Narcissist reacts to these with a cycle of frustration and aggression.

Still, it is not always possible to express naked aggression. Many cultures frown on directness and encourage white lies or outright deception in order to avoid or mitigate conflict. Straight talk in your face may be dangerous, counterproductive or perceived as silly.

Even the narcissist cannot attack his boss, for instance, or a policeman or the neighborhood bully with impunity.

So the narcissist's aggression, pent up, boiling, seething, about to flood him altogether, wears many guises, assumes many forms.

The narcissist suddenly becomes brutally honest or bitingly humorous or smotheringly helpful or sexually experimental or socially reclusive or behaviorally different and eccentric.

All these are forms of aggression.

Some narcissists find yet other ways to express their scathing and repressed hostility. They're very creative.

Narcissist often labels such thinly disguised aggression, tough love.

The narcissist's favorite sadistic cocktail is brutal honesty coupled with helpful advice and concern for the welfare of the person thus attacked.
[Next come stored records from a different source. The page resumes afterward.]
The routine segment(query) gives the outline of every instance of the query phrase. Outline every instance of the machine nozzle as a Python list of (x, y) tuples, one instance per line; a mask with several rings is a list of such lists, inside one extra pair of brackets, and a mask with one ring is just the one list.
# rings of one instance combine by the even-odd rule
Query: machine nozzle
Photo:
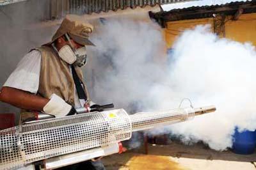
[(194, 109), (194, 110), (195, 115), (200, 115), (215, 111), (216, 107), (214, 105), (210, 105), (210, 106), (195, 108)]

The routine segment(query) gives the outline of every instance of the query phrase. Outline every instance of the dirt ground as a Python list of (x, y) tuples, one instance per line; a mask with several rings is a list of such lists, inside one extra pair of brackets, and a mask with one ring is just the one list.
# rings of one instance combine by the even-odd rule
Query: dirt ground
[(144, 148), (102, 158), (108, 170), (137, 169), (256, 169), (256, 153), (238, 155), (216, 151), (202, 144), (186, 146), (173, 142), (168, 145), (148, 144)]

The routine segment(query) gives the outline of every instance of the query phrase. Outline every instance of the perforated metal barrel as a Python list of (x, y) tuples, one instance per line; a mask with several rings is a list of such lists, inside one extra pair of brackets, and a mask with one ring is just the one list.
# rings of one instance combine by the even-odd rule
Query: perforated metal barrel
[(0, 169), (102, 146), (131, 138), (131, 132), (184, 121), (214, 106), (139, 112), (124, 109), (39, 121), (0, 131)]
[(31, 123), (1, 131), (0, 169), (129, 139), (129, 116), (123, 109)]
[(132, 132), (148, 129), (159, 125), (170, 125), (193, 118), (192, 108), (173, 109), (163, 112), (143, 112), (131, 115)]

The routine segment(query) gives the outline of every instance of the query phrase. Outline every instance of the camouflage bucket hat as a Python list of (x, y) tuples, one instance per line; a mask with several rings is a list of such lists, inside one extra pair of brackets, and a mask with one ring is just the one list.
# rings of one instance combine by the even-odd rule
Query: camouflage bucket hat
[(51, 43), (68, 33), (74, 41), (81, 45), (95, 46), (88, 39), (89, 34), (92, 33), (93, 30), (93, 26), (89, 23), (70, 20), (66, 18), (62, 21), (59, 29), (52, 36)]

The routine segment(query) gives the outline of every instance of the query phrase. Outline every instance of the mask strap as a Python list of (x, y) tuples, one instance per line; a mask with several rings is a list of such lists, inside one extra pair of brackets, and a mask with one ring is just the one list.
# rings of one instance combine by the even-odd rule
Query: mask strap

The narcissist blurts out, often completely unprovoked, hurtful observations, painful sentences.

These statements are invariably couched in a socially impeccable and acceptable context.

This is akin to anger management. The sadistic narcissist also requires truth management to teach him how to contain his impulsive and offensive honesty and directness.

So a narcissist might say, do you know that you have bad breath? You will be much more popular had you treated it.

True fact. Sadistic.

Or the narcissist can suddenly blur it out, out of the blue. You are really too fat. You should take care of yourself. You're not young, you know. Who knows what this is doing to your heart? Obesity is ugly.

Again, impeccable, acceptable, helpful, even friendly. But the way it is uttered, the context, the timing, as a consequence of frustration, is clearly an aggressive statement.

Narcissists may say, these clothes do not complement you. Let me give you the name of my tailor. Again, helpful.

Or narcissists can criticize and say, you are behaving very strangely lately. I think that talk therapy, combined with medication, may do wonders.

And so on. You get the gist of it. Sentences disguised as helpful advice are actually harmful, hurtful, painful, stabbing attacks.

A misanthropic and schizoid narcissist at once becomes sociable and friendly when he spots an opportunity to hurt people, to avenge himself.

He then resorts to humor, black, thwarted, poignant, biting, sharpened and agonizing.

Thinly disguised barbs follow thinly disguised threats, cloaked as jokes or humorous anecdotes.

Another favorite trick of the narcissist is to harp on the insecurities, fears, weaknesses, frailties and deficiencies of the target of aggression.

If the narcissist is married to a jealous spouse, he emphasizes his newfound promiscuity and need to experiment sexually.

If his business partner has been traumatized by a previous insolvency, the narcissist berates him for being too cautious or insufficiently entrepreneurial while forcing the partnership to assume outlandish speculative business risks.

If the narcissist cohabits with a gregarious mate, he acts the recluse, the hermit, the social misfit or the misunderstood visionary. In this way he forces the partner to give up her social life.

Anything to frustrate, to damage, to hurt, to corner, to inflict pain.

The narcissist is seething with enmity, hostility and venom. He is a receptacle of unbridled hatred and animosity.

When he can, the narcissist often turns to physical violence, but the non-physical manifestations and dimensions of his pent-up bile are even more terrifying, more all-pervasive, more lusty.

Beware of narcissists bearing gifts. They are bound to explode in your faces or poison you or something.

The narcissist hates you wholeheartedly and thoroughly simply because you are. Remembering this has a survival value for you.